I manifestanti però hanno presto fatto sapere di non accettare la garanzia che elezioni presidenziali si terranno entro giugno 2012. I dimostranti appaiono determinati a rimanere in piazza fino alla fine dei giorni al potere del Consiglio supremo delle Forze armate. Gli attivisti del Movimento del 6 Aprile stanno organizzando un sit-in permanente a piazza Tahrir, che promettono di abbandonare solo quando i militari passeranno i poteri a un’amministrazione civile. «La situazione di instabilità dell’Egitto – si legge in una nota del movimento – ci impone di unirci e di dimenticare le nostre affiliazioni politiche e intellettuali per difendere l’interesse del Paese».
Il Consiglio supremo delle Forze armate, aveva infatti affermato Tantawi durante il suo discorso, è disposto a «cedere i poteri dopo un referendum popolare». «Non permetteremo che ostacoli si frappongano al processo di transizione democratica», ha detto, denunciando come «sit-in e manifestazioni» abbiano un «impatto negativo sull’economia del Paese». Le proteste, ha aggiunto, «hanno fermato la produzione e messo a repentaglio l’economia».

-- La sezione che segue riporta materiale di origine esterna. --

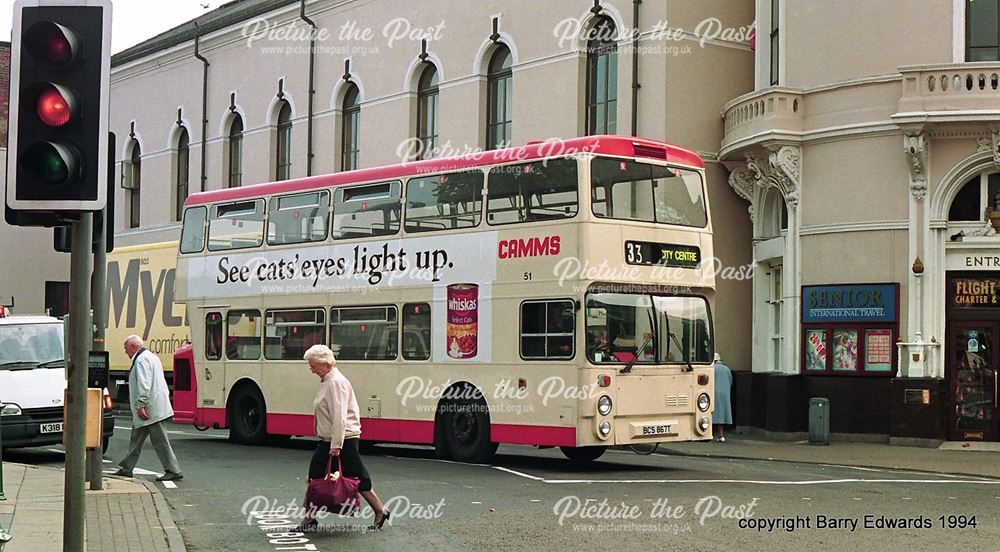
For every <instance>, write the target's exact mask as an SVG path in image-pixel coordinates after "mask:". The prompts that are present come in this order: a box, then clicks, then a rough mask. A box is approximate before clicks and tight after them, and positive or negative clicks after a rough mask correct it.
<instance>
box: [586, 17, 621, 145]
mask: <svg viewBox="0 0 1000 552" xmlns="http://www.w3.org/2000/svg"><path fill="white" fill-rule="evenodd" d="M617 32H618V31H617V29H615V24H614V22H613V21H611V20H610V19H608V18H607V17H601V18H599V19H598V20H597V23H595V24H594V26H593V28H591V29H590V33H589V35H588V37H587V134H614V133H615V132H617V129H618V44H617V43H616V38H617Z"/></svg>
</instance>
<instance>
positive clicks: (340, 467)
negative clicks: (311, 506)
mask: <svg viewBox="0 0 1000 552" xmlns="http://www.w3.org/2000/svg"><path fill="white" fill-rule="evenodd" d="M332 462H333V457H332V456H331V457H329V459H327V461H326V476H325V477H323V478H322V479H310V480H309V489H308V490H307V491H306V502H307V503H308V505H310V506H312V507H313V508H316V509H317V510H318V509H319V508H321V507H322V508H326V511H327V512H330V513H333V514H339V515H342V516H353V515H355V514H357V513H358V512H359V511H360V510H361V498H360V497H359V495H358V486H360V485H361V480H360V479H358V478H356V477H347V476H345V475H343V473H344V470H343V467H342V466H341V462H340V456H338V457H337V471H336V472H334V473H330V467H331V464H332Z"/></svg>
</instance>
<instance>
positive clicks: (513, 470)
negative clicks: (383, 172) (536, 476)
mask: <svg viewBox="0 0 1000 552" xmlns="http://www.w3.org/2000/svg"><path fill="white" fill-rule="evenodd" d="M492 467H493V468H494V469H497V470H500V471H505V472H507V473H512V474H514V475H516V476H518V477H524V478H525V479H532V480H534V481H541V482H543V483H555V481H548V480H546V479H542V478H541V477H535V476H534V475H528V474H526V473H521V472H519V471H514V470H512V469H510V468H504V467H501V466H492ZM588 483H589V481H588Z"/></svg>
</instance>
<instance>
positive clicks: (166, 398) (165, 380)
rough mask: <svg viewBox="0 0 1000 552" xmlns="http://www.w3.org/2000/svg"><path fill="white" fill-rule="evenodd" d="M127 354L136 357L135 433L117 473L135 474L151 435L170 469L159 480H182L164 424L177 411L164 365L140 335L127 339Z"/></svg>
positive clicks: (125, 345) (133, 378)
mask: <svg viewBox="0 0 1000 552" xmlns="http://www.w3.org/2000/svg"><path fill="white" fill-rule="evenodd" d="M125 354H127V355H128V356H129V358H131V359H132V369H131V370H130V371H129V376H128V394H129V405H130V406H131V409H132V436H131V437H130V438H129V451H128V456H126V457H125V459H124V460H122V461H121V462H119V463H118V465H120V466H121V469H120V470H118V471H117V472H115V475H123V476H125V477H132V470H133V469H135V464H136V462H138V461H139V455H140V454H142V446H143V444H145V442H146V437H149V438H150V440H152V441H153V450H154V451H156V456H157V457H158V458H159V459H160V463H161V464H163V469H164V471H165V472H166V473H164V474H163V475H161V476H160V477H157V478H156V480H157V481H179V480H181V479H183V478H184V476H183V475H181V469H180V466H178V465H177V457H176V456H174V450H173V449H172V448H170V441H169V440H168V439H167V431H166V429H165V428H164V427H163V423H164V422H165V421H166V420H167V419H168V418H170V417H171V416H173V415H174V410H173V408H171V407H170V393H169V391H168V390H167V380H166V379H165V378H164V377H163V365H162V364H160V359H159V358H158V357H157V356H156V355H154V354H153V353H151V352H150V351H149V350H148V349H146V348H145V347H143V344H142V338H140V337H139V336H137V335H130V336H128V337H127V338H126V339H125Z"/></svg>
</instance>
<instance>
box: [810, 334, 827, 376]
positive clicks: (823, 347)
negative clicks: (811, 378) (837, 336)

Comunque le elezioni parlamentari della prossima settimana dovrebbero servire a trainare il processo di transizione, ma in molti temono che i militari vogliano continuare a mantenere in qualche modo il controllo del Paese. Le tensioni, le più gravi dalle dimissioni di Mubarak, si sono fatte sentire anche in Borsa, dove si è registrato un nuovo crollo. Dopo ore drammatiche, con la sospensione delle contrattazioni a metà giornata per eccesso di ribasso, la Borsa del Cairo ha chiuso a 3.676 punti, -4,77% rispetto al giorno precedente. E la lira egiziana è uscita indebolita da una giornata difficile: il tasso di cambio con il dollaro ha fatto registrare il valore più basso degli ultimi otto anni.
Per il governo di salvezza nazionale, secondo indiscrezioni filtrate nelle ultime ore, il più papabile è Mohamed ElBaradei, possibile candidato alle prossime presidenziali ed ex numero uno dell’Agenzia internazionale per l’energia atomica (Aiea). Secondo altre voci, i militari potrebbero cedere il potere alla magistratura. Stando alla tv egiziana al-Hayat, i militari potrebbero lasciare i poteri alla Corte Costituzionale e nelle ultime ore al Cairo il Consiglio supremo delle Forze armate ha incontrato il presidente della Corte costituzionale, Farouq Ahmed Mekki Soltan.
Infine, una fonte militare egiziana ha smentito l’uso di gas tossico o con agente nervino per disperdere le manifestazioni a piazza Tahrir. Lo riferisce la televisione di Stato egiziana, precisando che la fonte ha smentito in particolare l’uso di gas proibiti a livello internazionale.